This BOSH Release has been superseded by the gk-kong-boshrelease which brings solutions to the numerous issues raised here, and provides newer versions of Kong.
You should definitely go there and not care about this temporary fork project.
This BOSH Release was the fastest way to get up and running with a cluster of Kong Community Edition (CE) API Gateway when you're using BOSH.
This BOSH Release provides all the necessary binaries, configuration templates, and startup scripts for converging Kong clusters (which is basically the point of a BOSH Release).
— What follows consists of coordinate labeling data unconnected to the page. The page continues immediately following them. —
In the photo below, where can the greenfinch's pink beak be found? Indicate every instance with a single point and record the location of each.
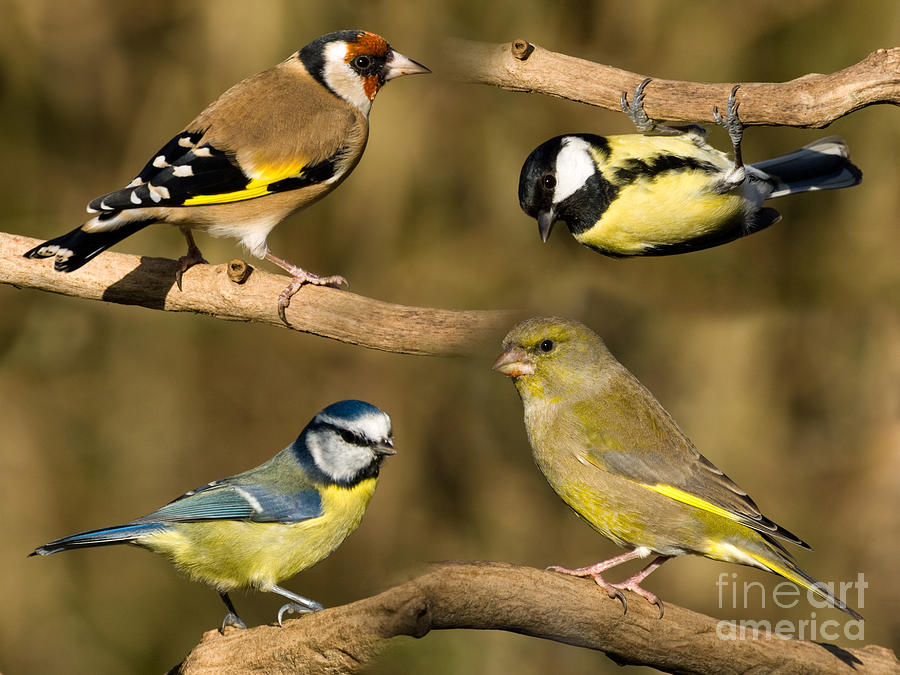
(513, 362)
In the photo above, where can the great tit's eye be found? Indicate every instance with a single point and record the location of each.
(362, 62)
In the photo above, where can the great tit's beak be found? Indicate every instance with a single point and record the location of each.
(385, 447)
(513, 362)
(401, 65)
(545, 223)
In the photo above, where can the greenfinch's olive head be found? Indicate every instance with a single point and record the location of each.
(552, 354)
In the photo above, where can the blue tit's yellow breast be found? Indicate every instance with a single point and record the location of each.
(230, 554)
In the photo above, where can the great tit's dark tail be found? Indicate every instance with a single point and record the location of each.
(822, 165)
(107, 536)
(75, 248)
(775, 559)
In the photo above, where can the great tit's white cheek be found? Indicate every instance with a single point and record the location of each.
(574, 166)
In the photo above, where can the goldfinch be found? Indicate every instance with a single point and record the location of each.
(269, 146)
(641, 194)
(263, 525)
(616, 457)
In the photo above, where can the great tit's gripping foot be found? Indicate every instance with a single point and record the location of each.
(647, 126)
(735, 128)
(193, 256)
(231, 619)
(300, 277)
(298, 604)
(635, 111)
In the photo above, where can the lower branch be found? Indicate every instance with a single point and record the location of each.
(813, 100)
(524, 600)
(238, 292)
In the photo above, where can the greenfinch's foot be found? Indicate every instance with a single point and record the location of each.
(232, 619)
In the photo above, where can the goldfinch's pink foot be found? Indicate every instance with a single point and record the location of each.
(191, 258)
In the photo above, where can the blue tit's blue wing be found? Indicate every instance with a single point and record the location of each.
(240, 501)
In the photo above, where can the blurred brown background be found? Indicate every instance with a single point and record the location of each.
(779, 354)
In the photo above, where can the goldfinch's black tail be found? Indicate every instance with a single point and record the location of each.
(822, 165)
(107, 536)
(74, 249)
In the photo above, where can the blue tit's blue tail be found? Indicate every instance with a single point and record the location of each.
(123, 534)
(75, 248)
(822, 165)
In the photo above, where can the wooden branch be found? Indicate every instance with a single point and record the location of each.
(523, 600)
(812, 100)
(237, 292)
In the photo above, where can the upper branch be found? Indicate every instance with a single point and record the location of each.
(523, 600)
(812, 100)
(236, 292)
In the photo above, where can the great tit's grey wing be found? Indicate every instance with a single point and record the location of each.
(640, 441)
(240, 501)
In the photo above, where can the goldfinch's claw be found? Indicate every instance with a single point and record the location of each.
(232, 619)
(297, 608)
(635, 111)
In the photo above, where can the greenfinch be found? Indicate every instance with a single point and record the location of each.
(617, 458)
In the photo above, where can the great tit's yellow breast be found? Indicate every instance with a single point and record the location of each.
(656, 207)
(230, 554)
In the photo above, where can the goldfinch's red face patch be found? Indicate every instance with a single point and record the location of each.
(368, 56)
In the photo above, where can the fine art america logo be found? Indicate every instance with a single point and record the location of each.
(734, 595)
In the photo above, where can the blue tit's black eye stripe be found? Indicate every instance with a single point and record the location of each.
(635, 169)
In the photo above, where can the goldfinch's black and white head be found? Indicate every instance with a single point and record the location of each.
(345, 443)
(560, 181)
(355, 64)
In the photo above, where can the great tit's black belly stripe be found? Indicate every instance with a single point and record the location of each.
(315, 173)
(584, 207)
(634, 169)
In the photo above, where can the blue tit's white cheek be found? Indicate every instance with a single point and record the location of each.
(574, 166)
(342, 79)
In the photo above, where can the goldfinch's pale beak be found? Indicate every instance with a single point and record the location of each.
(545, 224)
(385, 447)
(514, 362)
(400, 65)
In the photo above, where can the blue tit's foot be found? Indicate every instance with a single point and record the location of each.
(735, 128)
(232, 619)
(298, 603)
(635, 111)
(300, 277)
(193, 257)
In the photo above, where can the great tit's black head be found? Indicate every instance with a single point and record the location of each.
(556, 178)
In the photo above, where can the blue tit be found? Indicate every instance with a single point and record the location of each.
(269, 146)
(258, 527)
(670, 192)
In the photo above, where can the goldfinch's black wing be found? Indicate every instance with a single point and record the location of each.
(227, 500)
(639, 440)
(189, 171)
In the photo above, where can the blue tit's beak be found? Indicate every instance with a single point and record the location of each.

Plus, we also provide here a standard deployment manifest to help you deploy your first Kong API Gateway easily.
This repository includes base manifests and operator files. They can be used for initial deployments and subsequently used for updating your deployments.
git lfs version # check that you have the 'git-lfs' extension
git clone https://github.com/gstackio/kong-ce-boshrelease.git
export BOSH_ENVIRONMENT=<bosh-alias>
export BOSH_DEPLOYMENT=kong
bosh deploy kong-ce-boshrelease/manifests/kong.yml
If your BOSH does not have Credhub/Config Server (but it should), then
remember to use --vars-store
to allow generation of passwords and
certificates.
When new versions of kong-ce-boshrelease
are released, the
manifests/kong.yml
file is updated. This means you can easily git pull
and
bosh deploy
to upgrade.
export BOSH_ENVIRONMENT=<bosh-alias>
export BOSH_DEPLOYMENT=kong
cd kong-ce-boshrelease
git pull
bosh deploy manifests/kong.yml
Clustering Kong API Gateways is unfortunately flawed. This issue has been fixed in the new “reboot” gk-kong-boshrelease project.
Normally it should have worked out of the box, with a mere updating of the
instances:
property in the deployment manifest. Kong nodes
will synchronize their state on the shared PostgreSQL database, with
some caching implemented.
You can update the db_update_frequency
value (default is 5 seconds), adding
it to the kong_conf
property in the deployment manifest.
Please note though, that the default deployment manifest doesn't provide you
with any High Availability (HA) or horizontal scaling solution for the
PostgreSQL database. If you stick to it, this will still be a single point of
failure.
If you are concerned with HA design for Kong, we encourage you to have a look at the Cassandra BOSH Release that we're also contributing to. You'll need a basic understading of the Cassandra technology (tombstones, repairs, etc) but building a BOSH deployment manifest that integrates Kong with Cassandra should be pretty straightforward, just reading Kong's documentation.
This is a forked version of the Community's kong-boshrelease, that sticks to a compiled install design, over a Docker-based design. Here we have fixed many minor glitches for Kong to actually work, and in terms of BOSH Release authoring, we have generally brought more best practice in.
Here we have abandoned the Docker container design, because it breaks the general Operating System update workflow proposed by BOSH with Stemcells. That's why (Docker) images-based BOSH Release are generally meant for development and testing.
Plus, the original release is non-hermetic, because it is
based on the kong:latest
Docker image. For BOSH deployments relying on such
non-hermetic build, there is risk of being non-reproductible. Given a same set
of Release and Stemcell versions, a braking change in the kong:latest
image
could break your Kong deployment from staging to production because you're
never 100% sure that you're pushing in production the same image that has been
validated in your staging environment.
As we generally want to get closer from production, we've gone back here to a conventional BOSH packaging for a more hermetic build that compiles what's necessary on top of the BOSH Stemcell.
Pull requests are welcome! See in our open issues the possible improvements that you could contribute to. They are prioritized by milestones that each expose a specific goal.
As a notice to release authors that contribute here, this BOSH Release is based on a Git LFS blobstore. This is quite uncommon, so please read Ruben Koster's post first before continuing.
Blobs can be commited to Git here because they are backed by Git LFS. Using
bosh sync-blobs
is thus no more necessary because you get the correct final
blobs with a mere git pull
.
Whenever you need to update the blobs, you'll find in the
scripts/add-blobs.sh
script the way we have been fetching them. This helps
in fetching any newer versions of the softwares. The add-blobs.sh
script is
also best practice in authoring BOSH Releases.
Copyright © 2018, Benjamin Gandon, Gstack
Like the rest of BOSH, this Kong CE BOSH Release is released under the terms of the Apache 2.0 license.